Итак, в самой процедуре исчисления уже появляется известное ощущение полноты. Это изначальный идеал полноты, который продолжает действовать в дальнейшем. В случае теории относительности мы находимся довольно далеко от аналитического состояния ньютоновской мысли. Лишь в сфере эстетики можно обнаружить синтетические ценности, сравнимые с математическими символами. Вспоминая эти прекрасные символы, где сочетаются возможное и действительное, как не вспомнить образы поэзии Малларме: “Их вдохновляющая сила и чистота. Об этом мечтают, как о том, что могло бы быть; и не зря, ибо никогда не следует, в идее, пренебрегать ни одной из возможностей, которые витают вокруг образа, они принадлежат оригиналу даже вопреки очевидности”23. Равным образом и чистые математические возможности принадлежат реальному явлению, даже если это противоречит первым свидетельствам непосредственного опыта. То, что может быть по мнению математика, всегда может быть реализовано физиком. Возможное того же рода, что и Бытие.

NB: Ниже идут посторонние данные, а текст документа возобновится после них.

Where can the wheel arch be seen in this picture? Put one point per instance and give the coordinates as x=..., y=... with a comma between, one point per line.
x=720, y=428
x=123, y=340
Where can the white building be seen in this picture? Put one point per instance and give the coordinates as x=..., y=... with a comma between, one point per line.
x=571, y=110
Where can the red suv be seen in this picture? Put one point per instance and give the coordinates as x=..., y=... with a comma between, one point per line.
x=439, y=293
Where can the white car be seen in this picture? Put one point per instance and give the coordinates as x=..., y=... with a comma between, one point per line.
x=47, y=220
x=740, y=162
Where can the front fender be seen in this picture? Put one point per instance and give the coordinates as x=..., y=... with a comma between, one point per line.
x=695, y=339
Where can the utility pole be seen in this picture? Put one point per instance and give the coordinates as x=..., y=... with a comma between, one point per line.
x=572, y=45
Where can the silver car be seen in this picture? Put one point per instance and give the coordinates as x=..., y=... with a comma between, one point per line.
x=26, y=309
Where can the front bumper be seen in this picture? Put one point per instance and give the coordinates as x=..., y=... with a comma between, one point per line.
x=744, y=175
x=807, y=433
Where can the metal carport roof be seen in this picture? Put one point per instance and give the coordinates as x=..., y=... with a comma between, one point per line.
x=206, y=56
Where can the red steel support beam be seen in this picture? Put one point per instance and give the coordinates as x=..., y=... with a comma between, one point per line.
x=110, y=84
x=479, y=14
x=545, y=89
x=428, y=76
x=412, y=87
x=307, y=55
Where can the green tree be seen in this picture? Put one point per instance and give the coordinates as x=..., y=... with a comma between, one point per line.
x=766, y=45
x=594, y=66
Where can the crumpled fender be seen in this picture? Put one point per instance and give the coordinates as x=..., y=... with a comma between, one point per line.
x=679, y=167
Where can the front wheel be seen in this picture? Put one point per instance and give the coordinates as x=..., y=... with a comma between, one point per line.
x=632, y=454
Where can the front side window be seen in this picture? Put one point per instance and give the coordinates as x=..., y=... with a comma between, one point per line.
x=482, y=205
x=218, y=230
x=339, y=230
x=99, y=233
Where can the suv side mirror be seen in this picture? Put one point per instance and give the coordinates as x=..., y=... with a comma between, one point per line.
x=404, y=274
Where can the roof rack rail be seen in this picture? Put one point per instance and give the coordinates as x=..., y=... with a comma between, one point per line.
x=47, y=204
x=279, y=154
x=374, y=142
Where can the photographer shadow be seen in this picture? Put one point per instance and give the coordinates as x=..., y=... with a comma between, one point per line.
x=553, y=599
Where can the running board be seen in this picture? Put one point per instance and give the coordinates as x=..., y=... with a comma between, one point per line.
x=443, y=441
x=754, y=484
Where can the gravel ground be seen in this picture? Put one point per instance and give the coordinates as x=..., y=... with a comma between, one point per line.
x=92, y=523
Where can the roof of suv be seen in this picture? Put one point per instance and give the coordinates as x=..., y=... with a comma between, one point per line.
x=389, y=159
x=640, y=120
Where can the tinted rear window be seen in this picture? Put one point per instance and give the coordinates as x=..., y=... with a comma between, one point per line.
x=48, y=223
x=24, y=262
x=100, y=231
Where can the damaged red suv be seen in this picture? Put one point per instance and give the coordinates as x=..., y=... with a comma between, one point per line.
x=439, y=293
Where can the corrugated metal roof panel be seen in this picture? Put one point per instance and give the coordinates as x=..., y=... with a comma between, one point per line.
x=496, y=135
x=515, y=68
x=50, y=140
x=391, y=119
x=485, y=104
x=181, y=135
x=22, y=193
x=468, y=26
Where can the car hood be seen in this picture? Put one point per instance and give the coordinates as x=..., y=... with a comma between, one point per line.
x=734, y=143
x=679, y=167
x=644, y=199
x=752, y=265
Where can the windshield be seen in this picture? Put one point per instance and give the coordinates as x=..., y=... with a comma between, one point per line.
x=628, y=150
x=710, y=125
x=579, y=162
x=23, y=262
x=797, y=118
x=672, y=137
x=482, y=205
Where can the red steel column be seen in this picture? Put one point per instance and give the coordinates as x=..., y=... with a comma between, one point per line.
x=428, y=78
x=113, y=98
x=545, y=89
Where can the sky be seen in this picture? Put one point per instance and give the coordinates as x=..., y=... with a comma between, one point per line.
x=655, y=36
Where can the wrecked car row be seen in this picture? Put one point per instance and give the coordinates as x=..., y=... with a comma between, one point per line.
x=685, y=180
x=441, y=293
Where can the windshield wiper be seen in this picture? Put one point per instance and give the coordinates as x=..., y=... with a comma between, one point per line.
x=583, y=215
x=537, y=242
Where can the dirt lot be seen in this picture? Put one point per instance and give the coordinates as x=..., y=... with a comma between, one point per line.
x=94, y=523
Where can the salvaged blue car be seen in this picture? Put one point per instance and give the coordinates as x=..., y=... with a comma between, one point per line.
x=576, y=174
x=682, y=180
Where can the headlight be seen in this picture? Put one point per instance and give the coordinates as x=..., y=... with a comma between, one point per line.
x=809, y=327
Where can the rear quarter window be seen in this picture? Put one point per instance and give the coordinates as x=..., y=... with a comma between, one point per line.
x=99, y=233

Волновая и квантовая механики значительно усилили синтетические возможности математической физики. С точки зрения математики они предстают во многих отношениях как методы систематического обобщения. Даже с первого взгляда видно, что уравнение Шредингера носит предельно общий характер. То же самое можно сказать и о матричном исчислении. Физик-прагматик (если таковой еще существует) мог бы выдвинуть тысячу возражений против терминов-фантомов, появляющихся подобно статистам, для того, чтобы придать форму мысли, завершенной мысли, и обреченных на бесследное исчезновение, упраздняемых окончательными опытными проверками. Но как ошибаются те, кто полагает, что эти термины-фантомы лишены психологической реальности! Они прекрасно существуют, эти опорные знаки мысли. Без их посреднической роли научное мышление было бы просто грудой эмпирических знаний. Чаще всего именно с их помощью устанавливается идеальная связь и происходит это замещение последовательности причинностью, которое есть еще одна важная черта рациональной связности современной науки.

Таким образом, научный дух не может удовлетвориться рассмотрением лишь очевидных черт данного опыта, необходимо, чтобы мысль схватывала все экспериментальные возможности. Это тот нюанс, который особенно трудно уловить. В самом деле, известно, например, позитивистское требование Гейзенберга, согласно которому все используемые понятия должны обладать экспериментальным смыслом. Однако при ближайшем рассмотрении оказывается, что Гейзенберг допускает при этом и опору на мысленный эксперимент. Достаточно, чтобы он был возможен. Математическая физика в конечном счете выражает себя в терминах экспериментальных возможностей. В подобной концепции каким-то образом возможное сближается с реальным. Оно занимает свое место и играет свою роль в организации эксперимента, удалившись от спекулятивных по преимуществу измышлений философии как если бы23a. От такой математической организации экспериментальных возможностей возвращаются к опыту более прямыми путями. Эта перспектива, безусловно, предстает как расширение научного мышления.

Следовательно, бросая общий взгляд на эпистемологические отношения между современной физической наукой и наукой ньютоновского типа, можно сказать, что здесь нет развития старых концепций в направлении к новым, а есть скорее некий охват старых идей новыми идеями. Духовные поколения как бы вкладываются одно в другое. Переход от неньютоновского типа мышления к ньютоновскому характеризует вовсе не противоречие, а противодействие. Именно это противодействие позволяет нам найти упрощенный феномен внутри ноумена, который его включает в себя как частный случай внутри общего случая, когда частное отнюдь не может породить общее. Отныне изучение феномена возвышается до характера чисто ноуменальной деятельности; именно математика открывает новые пути опыту.